Chapter 17: The Universal Curve

  1. Literally thousands of studies have shown that organizational learning occurs in every industry. Organizations and industries, like intelligent organisms and species, learn to become more efficient as they gain experience in solving problems.

  2. The first careful observations of organizational learning were made in 1922 by Theodore P. Wright. He discovered that the assembly labor declined 20 percent with each doubling of production experience.

  3. The learning curve languished in obscurity until 1966, when the Boston Consulting Group (BCG) found that, after adjusting for inflation, the unit costs of integrated circuits were dropping 25% with each doubling of experience.

  4. The data revealed that all of the client's cost components declined with the accumulation of production experience. To distinguish this across-the-board cost erosion from the notion that learning only applied to labor, BCG rechristened the learning curve the "experience curve."

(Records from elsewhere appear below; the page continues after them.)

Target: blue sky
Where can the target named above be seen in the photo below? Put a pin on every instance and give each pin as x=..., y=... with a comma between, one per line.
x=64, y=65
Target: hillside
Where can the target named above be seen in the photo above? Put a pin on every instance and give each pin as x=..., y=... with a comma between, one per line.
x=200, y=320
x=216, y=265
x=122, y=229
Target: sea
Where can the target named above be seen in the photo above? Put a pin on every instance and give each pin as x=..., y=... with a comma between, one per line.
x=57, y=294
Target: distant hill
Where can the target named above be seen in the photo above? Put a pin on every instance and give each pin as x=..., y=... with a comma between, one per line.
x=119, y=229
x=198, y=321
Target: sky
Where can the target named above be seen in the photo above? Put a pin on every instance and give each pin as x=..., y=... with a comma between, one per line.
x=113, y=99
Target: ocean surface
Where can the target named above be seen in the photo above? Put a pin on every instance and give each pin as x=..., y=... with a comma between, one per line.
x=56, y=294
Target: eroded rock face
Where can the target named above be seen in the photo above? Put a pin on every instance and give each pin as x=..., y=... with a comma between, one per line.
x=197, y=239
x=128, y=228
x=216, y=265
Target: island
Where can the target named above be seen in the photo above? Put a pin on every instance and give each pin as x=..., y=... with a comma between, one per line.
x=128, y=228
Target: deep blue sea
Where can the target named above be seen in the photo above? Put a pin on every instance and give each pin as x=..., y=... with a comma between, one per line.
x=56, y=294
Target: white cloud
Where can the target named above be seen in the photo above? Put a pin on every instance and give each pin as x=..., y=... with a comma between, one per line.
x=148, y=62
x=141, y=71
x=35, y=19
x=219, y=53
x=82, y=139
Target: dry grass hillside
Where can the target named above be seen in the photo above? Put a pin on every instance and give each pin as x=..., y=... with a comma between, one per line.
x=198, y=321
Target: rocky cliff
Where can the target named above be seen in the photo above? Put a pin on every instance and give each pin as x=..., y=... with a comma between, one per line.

  5. Despite the studies proving its universality, the learning curve has been shunned by most economists. Neither learning nor experience appears in the index of the leading history of economic thought.

  6. Perhaps, if the learning curve lent factual support to the core concepts of Western equilibrium economics, a way would have been found to unify fact and theory. But the entire edifice of classical economics rests on the assumption that technology does not change.

  7. By ignoring the learning curve, orthodox economics negates the very thing that is unique about human economics - the capacity to respond to experience with intelligence and creativity.

  8. Compelling evidence of the learning curve's universality has been available for nearly 20 years, but neither the Left or the Right has recognized the learning curve for what it really is, proof the "law of diminishing returns" is wrong.

  9. A firm's efficiency is constrained only by its technology, and its technology is limited only by its members' ability to work together as an intelligent, creative organization.

  10. Wherever one looks, the same basic pattern of economic progress reappears. Throughout history, the syncopated rhythm of economic progress reflects a succession of linked learning curves.